Users typically want something a bit higher-level than that; they want to be able to organize blocks into files, and files into directory hierarchies. That task is handled by a filesystem like ext4 or Btrfs. Thus, on current systems, bcache will be used in conjunction with a filesystem layer to provide a complete solution.

It seems that, over time, bcache has developed the potential to provide filesystem functionality on its own. In the bcachefs announcement, Kent Overstreet said:

Well, years ago (going back to when I was still at Google), I and the other people working on bcache realized that what we were working on was, almost by accident, a good chunk of the functionality of a full blown filesystem - and there was a really clean and elegant design to be had there if we took it and ran with it.

The actual running with this idea appears to have happened relatively recently, with the first publicly visible version of the bcachefs code being committed to the bcache repository in May 2015. Since then, it has seen a steady stream of commits from Kent; it was announced on the bcache mailing list in mid-July, and on linux-kernel just over a month later.

With the bcachefs code added, bcache has gained the namespace and file-management features that, until now, had to be supplied by a separate filesystem layer. Like Btrfs, it is a copy-on-write filesystem, meaning that data is never overwritten. Instead, a block that is overwritten moves to a new location, with the older version persisting as long as any references to it remain. Copy-on-write works well on solid-state storage devices and makes a number of advanced features relatively easy to implement.

Since the original bcache was a block-device management layer, bcachefs has some strong features in this area. Naturally, it offers multi-tier hybrid caching of data, and is able to integrate multiple physical devices into a single logical volume. Bcachefs does not appear to have any sort of higher-level RAID capability at this time, though; a basic replication mechanism is "like 80% done". Features like data checksumming and compression are supported.

The plans for the future include filesystem features like snapshots — an important Btrfs feature that is not yet available in bcachefs. Kent listed erasure coding as well, presumably as an alternative to higher-level RAID support. Native support for shingled magnetic recording drives is on the list, as is support for working with raw flash storage directly.

But none of those features are present in bcachefs now; work has been focused on getting the basic filesystem working in a reliable manner. Performance tuning has not been a priority thus far, but the filesystem claims reasonable performance numbers already — though, as Kent admitted, it suffers from the common (to copy-on-write filesystems) problem of "filling up" well before the underlying storage is actually filled with data. Importantly, the on-disk filesystem format has not yet been finalized — a clear sign that a filesystem is not yet ready for real-world use.

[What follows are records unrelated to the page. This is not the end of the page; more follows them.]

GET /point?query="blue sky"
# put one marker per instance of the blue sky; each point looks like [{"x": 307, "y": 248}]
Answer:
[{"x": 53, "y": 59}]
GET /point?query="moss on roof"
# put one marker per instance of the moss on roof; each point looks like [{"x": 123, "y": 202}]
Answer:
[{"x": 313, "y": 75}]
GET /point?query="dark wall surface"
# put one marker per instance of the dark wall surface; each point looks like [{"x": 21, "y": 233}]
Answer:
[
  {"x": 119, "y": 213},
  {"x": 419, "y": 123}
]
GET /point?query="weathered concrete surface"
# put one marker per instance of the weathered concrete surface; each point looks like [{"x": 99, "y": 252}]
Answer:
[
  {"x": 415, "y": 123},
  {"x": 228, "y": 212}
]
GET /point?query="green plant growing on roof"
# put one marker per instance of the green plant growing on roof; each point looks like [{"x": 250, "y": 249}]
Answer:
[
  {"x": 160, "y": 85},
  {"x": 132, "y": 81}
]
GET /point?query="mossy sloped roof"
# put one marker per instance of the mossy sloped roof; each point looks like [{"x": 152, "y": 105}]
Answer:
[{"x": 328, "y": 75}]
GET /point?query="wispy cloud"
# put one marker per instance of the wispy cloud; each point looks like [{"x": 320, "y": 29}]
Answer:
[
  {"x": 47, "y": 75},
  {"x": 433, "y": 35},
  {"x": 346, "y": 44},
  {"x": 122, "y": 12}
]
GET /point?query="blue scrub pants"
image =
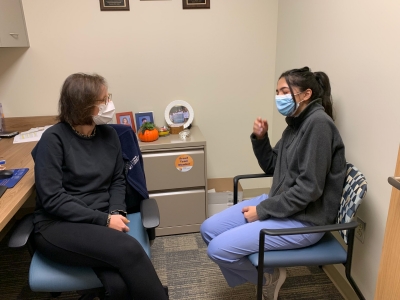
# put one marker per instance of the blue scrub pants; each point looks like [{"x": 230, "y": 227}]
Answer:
[{"x": 230, "y": 239}]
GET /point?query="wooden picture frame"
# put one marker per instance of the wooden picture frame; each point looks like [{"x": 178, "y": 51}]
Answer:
[
  {"x": 142, "y": 117},
  {"x": 126, "y": 118},
  {"x": 189, "y": 4},
  {"x": 107, "y": 5}
]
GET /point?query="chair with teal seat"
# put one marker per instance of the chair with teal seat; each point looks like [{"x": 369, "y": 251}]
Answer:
[
  {"x": 325, "y": 252},
  {"x": 46, "y": 275}
]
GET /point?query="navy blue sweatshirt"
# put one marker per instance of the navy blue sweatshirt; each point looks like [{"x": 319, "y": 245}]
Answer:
[{"x": 78, "y": 179}]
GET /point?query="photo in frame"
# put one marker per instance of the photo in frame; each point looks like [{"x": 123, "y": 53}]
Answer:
[
  {"x": 114, "y": 5},
  {"x": 126, "y": 118},
  {"x": 142, "y": 117},
  {"x": 188, "y": 4}
]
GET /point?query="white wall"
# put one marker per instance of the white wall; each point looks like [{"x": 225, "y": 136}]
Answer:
[
  {"x": 220, "y": 60},
  {"x": 357, "y": 44}
]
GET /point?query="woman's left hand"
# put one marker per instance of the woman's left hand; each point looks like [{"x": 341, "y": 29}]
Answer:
[{"x": 250, "y": 213}]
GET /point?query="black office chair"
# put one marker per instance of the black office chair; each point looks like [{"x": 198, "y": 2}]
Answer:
[
  {"x": 325, "y": 252},
  {"x": 46, "y": 275}
]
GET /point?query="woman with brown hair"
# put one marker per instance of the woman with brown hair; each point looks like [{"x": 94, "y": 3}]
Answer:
[
  {"x": 80, "y": 216},
  {"x": 308, "y": 166}
]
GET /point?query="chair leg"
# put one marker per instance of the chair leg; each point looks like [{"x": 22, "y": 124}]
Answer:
[{"x": 281, "y": 280}]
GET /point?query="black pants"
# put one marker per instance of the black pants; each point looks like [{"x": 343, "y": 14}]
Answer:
[{"x": 117, "y": 258}]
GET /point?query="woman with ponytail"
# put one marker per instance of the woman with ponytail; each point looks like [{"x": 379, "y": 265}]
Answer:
[{"x": 308, "y": 166}]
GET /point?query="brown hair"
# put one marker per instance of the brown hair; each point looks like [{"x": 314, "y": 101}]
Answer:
[
  {"x": 78, "y": 96},
  {"x": 318, "y": 82}
]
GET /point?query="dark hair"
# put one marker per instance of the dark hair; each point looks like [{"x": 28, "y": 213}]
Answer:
[
  {"x": 78, "y": 96},
  {"x": 317, "y": 82}
]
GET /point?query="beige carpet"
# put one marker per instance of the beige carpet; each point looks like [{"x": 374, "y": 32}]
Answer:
[{"x": 182, "y": 264}]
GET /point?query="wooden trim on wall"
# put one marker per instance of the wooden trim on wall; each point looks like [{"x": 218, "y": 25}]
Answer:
[{"x": 26, "y": 123}]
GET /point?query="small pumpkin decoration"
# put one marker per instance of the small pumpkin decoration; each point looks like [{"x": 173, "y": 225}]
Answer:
[{"x": 148, "y": 132}]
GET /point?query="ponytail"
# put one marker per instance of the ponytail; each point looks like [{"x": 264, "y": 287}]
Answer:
[{"x": 325, "y": 95}]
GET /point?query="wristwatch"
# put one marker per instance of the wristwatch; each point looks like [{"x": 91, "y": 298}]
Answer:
[{"x": 118, "y": 212}]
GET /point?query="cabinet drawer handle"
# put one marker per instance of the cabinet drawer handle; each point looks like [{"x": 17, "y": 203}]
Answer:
[{"x": 395, "y": 182}]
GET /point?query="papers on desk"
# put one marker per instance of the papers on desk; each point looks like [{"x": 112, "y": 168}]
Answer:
[{"x": 32, "y": 135}]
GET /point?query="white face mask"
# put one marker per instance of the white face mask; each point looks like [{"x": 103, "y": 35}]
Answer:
[{"x": 106, "y": 113}]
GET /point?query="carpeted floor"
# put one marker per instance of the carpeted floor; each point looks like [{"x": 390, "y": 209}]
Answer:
[{"x": 182, "y": 264}]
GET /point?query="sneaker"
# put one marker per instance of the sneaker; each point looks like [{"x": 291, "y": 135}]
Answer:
[{"x": 273, "y": 283}]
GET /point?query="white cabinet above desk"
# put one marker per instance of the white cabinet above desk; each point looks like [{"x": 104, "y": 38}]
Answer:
[
  {"x": 13, "y": 31},
  {"x": 176, "y": 177}
]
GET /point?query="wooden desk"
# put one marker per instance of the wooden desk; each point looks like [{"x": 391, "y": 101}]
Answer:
[{"x": 16, "y": 156}]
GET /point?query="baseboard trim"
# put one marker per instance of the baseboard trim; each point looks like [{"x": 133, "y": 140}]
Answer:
[{"x": 338, "y": 278}]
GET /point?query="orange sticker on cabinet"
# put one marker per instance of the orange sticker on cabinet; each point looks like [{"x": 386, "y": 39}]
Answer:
[{"x": 184, "y": 163}]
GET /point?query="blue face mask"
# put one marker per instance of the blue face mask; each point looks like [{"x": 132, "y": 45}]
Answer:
[{"x": 286, "y": 105}]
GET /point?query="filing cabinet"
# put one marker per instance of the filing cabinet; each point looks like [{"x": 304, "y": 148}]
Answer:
[{"x": 176, "y": 177}]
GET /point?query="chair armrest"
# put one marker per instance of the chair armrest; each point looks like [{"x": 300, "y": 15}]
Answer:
[
  {"x": 311, "y": 229},
  {"x": 150, "y": 213},
  {"x": 21, "y": 234},
  {"x": 246, "y": 176}
]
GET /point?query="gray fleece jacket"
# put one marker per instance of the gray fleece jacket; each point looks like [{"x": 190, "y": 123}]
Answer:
[{"x": 308, "y": 165}]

Another important (though unlisted) missing feature is a filesystem integrity checker ("fsck") utility.

Bcachefs looks like a promising filesystem, even if many of the intended features have not yet been implemented. But those who have watched filesystem development for any period of time will know what comes next: a surprisingly long wait while the code matures to the point that it can actually be trusted for production workloads. This process, it seems, cannot be hurried beyond a certain point; that is why other next-generation filesystem efforts are seemingly never quite ready. The low-level device-management code in bcachefs is tested and production-quality, but the filesystem code lacks that pedigree. Kent says that it "won't be done in a month (or a year)", but the truth is that it may not be done for several years yet; that is how filesystem development tends to go.

How many years depends, of course, on how many people test the filesystem and how much development effort it gets. Currently it has a development community of one — Kent — and he has noted that his full-time attention is "only going to last as long as my interest and my savings account hold out". If bcachefs acquires both a commercial sponsor and a wider development community, it may yet develop into that mature next-generation filesystem that we seem to never quite get (though Btrfs is there by some accounts). Until that happens, it should probably be looked at as an interesting idea with some advanced proof-of-concept code.

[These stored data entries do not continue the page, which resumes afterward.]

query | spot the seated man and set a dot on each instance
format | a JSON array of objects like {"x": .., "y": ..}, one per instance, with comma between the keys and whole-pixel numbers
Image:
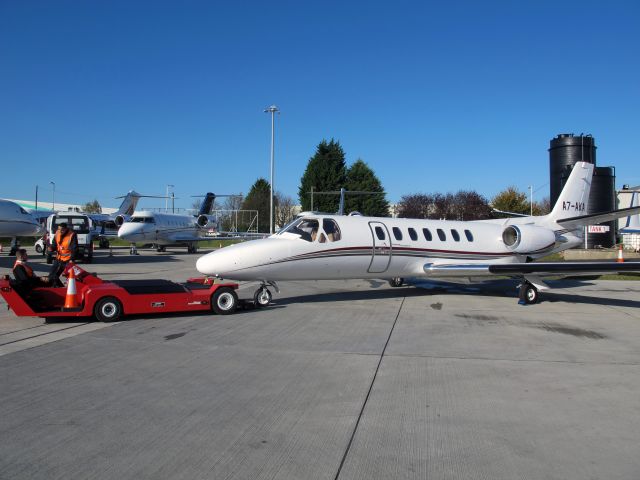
[{"x": 26, "y": 280}]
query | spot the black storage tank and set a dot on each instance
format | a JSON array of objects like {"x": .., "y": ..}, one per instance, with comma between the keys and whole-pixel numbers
[
  {"x": 602, "y": 198},
  {"x": 564, "y": 152}
]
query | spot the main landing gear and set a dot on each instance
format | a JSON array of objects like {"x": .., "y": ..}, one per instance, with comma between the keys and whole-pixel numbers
[
  {"x": 528, "y": 294},
  {"x": 262, "y": 297}
]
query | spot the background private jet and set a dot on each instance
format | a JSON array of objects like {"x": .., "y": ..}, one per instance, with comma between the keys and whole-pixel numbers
[
  {"x": 15, "y": 222},
  {"x": 317, "y": 247},
  {"x": 164, "y": 229}
]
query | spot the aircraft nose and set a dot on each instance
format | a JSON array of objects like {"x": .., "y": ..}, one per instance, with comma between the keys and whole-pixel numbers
[{"x": 211, "y": 264}]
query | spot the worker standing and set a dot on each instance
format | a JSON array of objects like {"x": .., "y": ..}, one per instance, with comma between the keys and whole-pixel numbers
[{"x": 65, "y": 244}]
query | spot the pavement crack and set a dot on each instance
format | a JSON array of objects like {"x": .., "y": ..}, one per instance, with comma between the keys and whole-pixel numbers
[{"x": 366, "y": 400}]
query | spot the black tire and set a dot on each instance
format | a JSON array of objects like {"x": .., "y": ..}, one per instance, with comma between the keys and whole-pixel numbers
[
  {"x": 224, "y": 301},
  {"x": 108, "y": 309},
  {"x": 529, "y": 294},
  {"x": 262, "y": 297}
]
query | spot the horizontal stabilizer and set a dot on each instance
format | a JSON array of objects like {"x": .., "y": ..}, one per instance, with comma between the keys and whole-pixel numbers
[
  {"x": 597, "y": 218},
  {"x": 564, "y": 268}
]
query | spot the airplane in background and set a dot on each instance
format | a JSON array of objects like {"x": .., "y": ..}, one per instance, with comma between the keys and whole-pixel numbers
[
  {"x": 318, "y": 247},
  {"x": 163, "y": 229},
  {"x": 15, "y": 222},
  {"x": 108, "y": 224}
]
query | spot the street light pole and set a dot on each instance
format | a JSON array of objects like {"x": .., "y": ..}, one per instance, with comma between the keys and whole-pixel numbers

Index entries for this article
KernelFilesystems/bcachefs


to post comments

The bcachefs filesystem

Posted Aug 27, 2015 14:09 UTC (Thu) by koverstreet (✭ supporter ✭, #4296) [Link]

To clarify, by erasure coding I mainly mean reed-solomon - i.e. raid5/6.

What happened to Btrfs?

Posted Aug 28, 2015 7:21 UTC (Fri) by nirbheek (subscriber, #54111) [Link] (1 responses)

On reading this article, I can't help but wonder whatever happened to Btrfs. There seem to have been no progress updates on it ever since a lot of Btrfs developers joined Facebook. I've heard about good work being done internally, though.

bcachefs seems to be at the exact same place that Btrfs was in 2008. A somewhat-working filesystem with great potential that aims to be the next-gen FS with features that ZFS has had for almost a decade now. It would be a tragedy if we had to wait till 2020 only to hear that this filesystem ran out of steam too.

What happened to Btrfs?

Posted Aug 29, 2015 0:29 UTC (Sat) by orodeh (guest, #4219) [Link]

BTRFS is in its stabilization phase. The authors are hard at working improving it, and the tools around it. You can see the filesystem site (https://btrfs.wiki.kernel.org/index.php/Main_Page) for recent progress.

Of blocks and files

Posted Aug 31, 2015 8:48 UTC (Mon) by rvfh (guest, #31018) [Link] (3 responses)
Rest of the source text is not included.